What you'll want to do is use a thermostat that prioritizes the floors, so the heat pump only runs when the floors full-out aren't enough to warm the house.
With that said, here's the catch:
There currently isn't any technology for delivering heat through floors that is low-cost to run and reasonable cost to install.
There are basically three ways to heat water: electrical resistance, electrical heat pumps, and burning fossil fuels.

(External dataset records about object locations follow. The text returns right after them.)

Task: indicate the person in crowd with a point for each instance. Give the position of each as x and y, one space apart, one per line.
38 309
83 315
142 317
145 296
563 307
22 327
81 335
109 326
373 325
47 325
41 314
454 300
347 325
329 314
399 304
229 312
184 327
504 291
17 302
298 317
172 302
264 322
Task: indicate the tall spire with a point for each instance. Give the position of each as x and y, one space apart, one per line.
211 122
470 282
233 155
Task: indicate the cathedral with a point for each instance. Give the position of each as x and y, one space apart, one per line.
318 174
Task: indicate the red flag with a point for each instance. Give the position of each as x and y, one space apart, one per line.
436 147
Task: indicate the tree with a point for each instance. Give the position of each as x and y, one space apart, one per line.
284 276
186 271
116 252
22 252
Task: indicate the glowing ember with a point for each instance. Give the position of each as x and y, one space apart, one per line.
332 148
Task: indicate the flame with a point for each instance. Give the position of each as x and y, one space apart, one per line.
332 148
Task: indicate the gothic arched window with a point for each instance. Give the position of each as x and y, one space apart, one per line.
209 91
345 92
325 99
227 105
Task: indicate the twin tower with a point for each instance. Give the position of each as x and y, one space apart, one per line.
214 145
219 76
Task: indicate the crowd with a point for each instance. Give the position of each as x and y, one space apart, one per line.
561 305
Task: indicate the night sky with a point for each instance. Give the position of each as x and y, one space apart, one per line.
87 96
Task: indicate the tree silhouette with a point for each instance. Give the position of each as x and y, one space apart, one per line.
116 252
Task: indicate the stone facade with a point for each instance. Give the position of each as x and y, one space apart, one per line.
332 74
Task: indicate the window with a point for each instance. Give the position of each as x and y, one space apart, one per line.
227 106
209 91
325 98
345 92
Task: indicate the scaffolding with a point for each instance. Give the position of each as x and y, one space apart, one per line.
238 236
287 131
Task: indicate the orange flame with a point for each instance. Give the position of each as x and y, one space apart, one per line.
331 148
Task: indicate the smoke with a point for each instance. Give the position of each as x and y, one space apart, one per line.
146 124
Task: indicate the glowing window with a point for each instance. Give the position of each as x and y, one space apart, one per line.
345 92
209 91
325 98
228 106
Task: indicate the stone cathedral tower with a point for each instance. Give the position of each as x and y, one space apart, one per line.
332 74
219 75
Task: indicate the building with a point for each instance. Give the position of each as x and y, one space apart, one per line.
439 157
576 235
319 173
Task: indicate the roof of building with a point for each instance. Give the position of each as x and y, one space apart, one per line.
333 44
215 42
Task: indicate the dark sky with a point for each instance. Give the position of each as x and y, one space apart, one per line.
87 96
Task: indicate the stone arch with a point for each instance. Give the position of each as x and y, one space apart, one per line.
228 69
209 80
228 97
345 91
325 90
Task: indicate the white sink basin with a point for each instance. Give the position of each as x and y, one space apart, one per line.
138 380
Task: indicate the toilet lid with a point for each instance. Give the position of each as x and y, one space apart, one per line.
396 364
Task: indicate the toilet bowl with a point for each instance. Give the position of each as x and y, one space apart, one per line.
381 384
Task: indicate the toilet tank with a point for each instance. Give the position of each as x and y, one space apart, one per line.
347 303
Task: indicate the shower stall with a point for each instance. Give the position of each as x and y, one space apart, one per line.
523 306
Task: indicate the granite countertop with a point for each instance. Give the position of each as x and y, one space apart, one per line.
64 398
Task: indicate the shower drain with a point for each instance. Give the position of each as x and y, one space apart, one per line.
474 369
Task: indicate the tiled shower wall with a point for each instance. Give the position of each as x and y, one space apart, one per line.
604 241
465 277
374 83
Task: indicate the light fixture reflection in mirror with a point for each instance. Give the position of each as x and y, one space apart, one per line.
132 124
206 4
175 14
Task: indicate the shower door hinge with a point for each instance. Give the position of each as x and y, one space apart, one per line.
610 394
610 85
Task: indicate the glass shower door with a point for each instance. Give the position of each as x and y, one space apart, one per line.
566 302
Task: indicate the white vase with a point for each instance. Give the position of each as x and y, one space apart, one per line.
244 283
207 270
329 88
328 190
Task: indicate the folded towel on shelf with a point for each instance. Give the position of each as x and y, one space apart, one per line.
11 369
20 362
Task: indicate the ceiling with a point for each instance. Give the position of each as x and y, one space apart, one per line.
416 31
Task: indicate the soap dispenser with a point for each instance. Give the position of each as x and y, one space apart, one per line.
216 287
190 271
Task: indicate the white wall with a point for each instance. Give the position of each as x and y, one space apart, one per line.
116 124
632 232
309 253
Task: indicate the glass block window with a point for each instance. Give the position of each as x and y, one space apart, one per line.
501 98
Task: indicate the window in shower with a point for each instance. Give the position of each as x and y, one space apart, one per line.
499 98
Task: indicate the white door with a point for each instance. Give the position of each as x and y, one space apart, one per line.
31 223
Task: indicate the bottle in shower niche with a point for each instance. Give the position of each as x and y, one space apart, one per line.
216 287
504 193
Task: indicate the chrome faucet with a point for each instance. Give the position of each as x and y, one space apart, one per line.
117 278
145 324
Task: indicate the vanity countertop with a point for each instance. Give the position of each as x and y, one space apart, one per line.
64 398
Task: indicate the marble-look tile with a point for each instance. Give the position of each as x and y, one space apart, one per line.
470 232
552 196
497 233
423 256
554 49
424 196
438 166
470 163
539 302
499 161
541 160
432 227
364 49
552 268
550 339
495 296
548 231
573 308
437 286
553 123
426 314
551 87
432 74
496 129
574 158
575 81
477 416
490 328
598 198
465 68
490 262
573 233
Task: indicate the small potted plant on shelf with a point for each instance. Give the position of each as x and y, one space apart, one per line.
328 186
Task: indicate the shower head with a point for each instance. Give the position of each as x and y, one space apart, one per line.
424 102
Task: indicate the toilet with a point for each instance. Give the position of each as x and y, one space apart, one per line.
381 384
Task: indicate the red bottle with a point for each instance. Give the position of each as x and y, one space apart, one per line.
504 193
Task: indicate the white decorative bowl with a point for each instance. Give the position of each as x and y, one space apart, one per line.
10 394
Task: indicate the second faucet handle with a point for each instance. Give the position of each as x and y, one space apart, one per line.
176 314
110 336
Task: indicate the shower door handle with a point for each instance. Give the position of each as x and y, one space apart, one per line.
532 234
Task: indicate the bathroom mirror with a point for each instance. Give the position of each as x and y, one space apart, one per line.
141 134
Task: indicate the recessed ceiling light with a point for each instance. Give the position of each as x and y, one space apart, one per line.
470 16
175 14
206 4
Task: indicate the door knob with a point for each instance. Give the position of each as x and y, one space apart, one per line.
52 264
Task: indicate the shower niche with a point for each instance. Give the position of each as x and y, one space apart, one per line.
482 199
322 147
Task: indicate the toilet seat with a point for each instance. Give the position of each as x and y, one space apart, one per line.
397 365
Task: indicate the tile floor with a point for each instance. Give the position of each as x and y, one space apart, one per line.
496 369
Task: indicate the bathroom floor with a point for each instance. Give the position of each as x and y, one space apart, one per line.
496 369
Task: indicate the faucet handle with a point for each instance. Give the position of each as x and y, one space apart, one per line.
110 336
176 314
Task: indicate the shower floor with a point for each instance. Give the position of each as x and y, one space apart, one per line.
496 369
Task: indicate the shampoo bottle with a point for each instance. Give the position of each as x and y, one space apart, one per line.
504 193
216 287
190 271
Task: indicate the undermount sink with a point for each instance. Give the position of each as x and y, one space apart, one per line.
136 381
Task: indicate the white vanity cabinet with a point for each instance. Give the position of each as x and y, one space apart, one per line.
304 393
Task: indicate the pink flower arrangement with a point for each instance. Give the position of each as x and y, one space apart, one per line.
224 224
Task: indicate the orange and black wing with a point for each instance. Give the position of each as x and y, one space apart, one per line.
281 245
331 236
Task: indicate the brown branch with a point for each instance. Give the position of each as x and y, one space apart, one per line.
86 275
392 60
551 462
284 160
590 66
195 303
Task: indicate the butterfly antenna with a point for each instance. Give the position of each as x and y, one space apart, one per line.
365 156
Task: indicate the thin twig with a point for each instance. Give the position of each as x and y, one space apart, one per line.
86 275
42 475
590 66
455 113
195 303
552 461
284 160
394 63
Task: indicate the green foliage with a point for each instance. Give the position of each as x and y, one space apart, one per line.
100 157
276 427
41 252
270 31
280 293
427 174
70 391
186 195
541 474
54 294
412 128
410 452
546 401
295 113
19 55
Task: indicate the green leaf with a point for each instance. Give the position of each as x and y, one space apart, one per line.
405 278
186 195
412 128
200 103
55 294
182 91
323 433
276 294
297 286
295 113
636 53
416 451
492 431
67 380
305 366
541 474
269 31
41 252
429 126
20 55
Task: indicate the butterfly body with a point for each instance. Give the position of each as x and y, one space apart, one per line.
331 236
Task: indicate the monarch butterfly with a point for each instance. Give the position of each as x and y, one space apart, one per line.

Electrical resistance is always going to be the most expensive of those three to operate. How much more expensive depends on how much electricity and other fuels cost where you live. Note that if you configure your heat as I recommend in post #18, the floor heat will be your primary heat source and the heat pump will back it up, which negates quite a bit of the efficiency advantage of a heat pump. If you decide that the cost of resistive heating is acceptable to you, I would recommend strongly looking at just putting the resistive wiring in the floor, it's cheaper and easier to control than any form of hydronics. The disadvantage is that the in-floor resistive is probably less durable, and it's not as future-proof -- if you have piping in the floor you can change your mind in the future about how it's powered.
If you're looking at fossil-burners, a load of 3K, 6K, or even the full 18K is really small for a conventional boiler. There are gas water heaters, both tank and tankless, that are rated for space heating, I'd probably recommend plumbing in with the hot water for the floor heat.
In terms of heat pumps, there are air-to-water heat pumps that are well-suited to your application. The drawbacks are that they're kind of pricy, and it's an emerging technology, none of the companies supplying them are really established companies. It's going to be hard to find someone to install it. If you go that way there are air handler units that essentially work like minisplit heads but get hot or cold water from the heat pump for heating or cooling. So you install enough air handlers to meet your cooling needs, as much radiant floor heat as you want.
Both SpacePak (Mestek) and Taco System M are well established. If Veissman heat pump become available, with purchase by Carrier, A2WHP becomes much more viable.
I think we're still a bit away, but I believe that we're on the cusp of an explosion of AWHP availability in this country. From what I've read they're huge in both Europe and China. The Taco System M doesn't have a track record in this country but is an import of a German model by the German firm Glen Dimplex.
Hi WD: another alternative could be a two zone system, using two Carrier Infinity heat pump mini splits indoor/outdoor 40MPHAQ09XA3/38MPRAQ09AA3 units. High efficiency at 42 SEER cooling and 15 HSPF heating. 9K BTU/Hr cooling rated capacity each. 13K BTU/Hr heating capacity at 5F and 8917 BTU/Hr at -13F each, should be adequate plus there is a reasonable turndown to 3100 BTU/Hr. The heating COP remains a good 2.78 at 17F.
https://www.shareddocs.com/hvac/docs/1010/Public/09/01-DLS-042-01.pdf
JJ
Thanks for the input jj1,
The biggest problem for mini-split systems for my house is that even though there is a low load, it is spread across 2100 sq ft. That makes placement and air circulation very difficult to achieve without the use of a central air handler.
Currently, I'm considering the equipment that I initially listed and using the radiant heated floors to augment where necessary--for code compliance. In reality, we'll likely be able to set the radiant floor as the primary system (since the heating requirements are so low for MOST days) and use set the heat pump/air-handler as backup.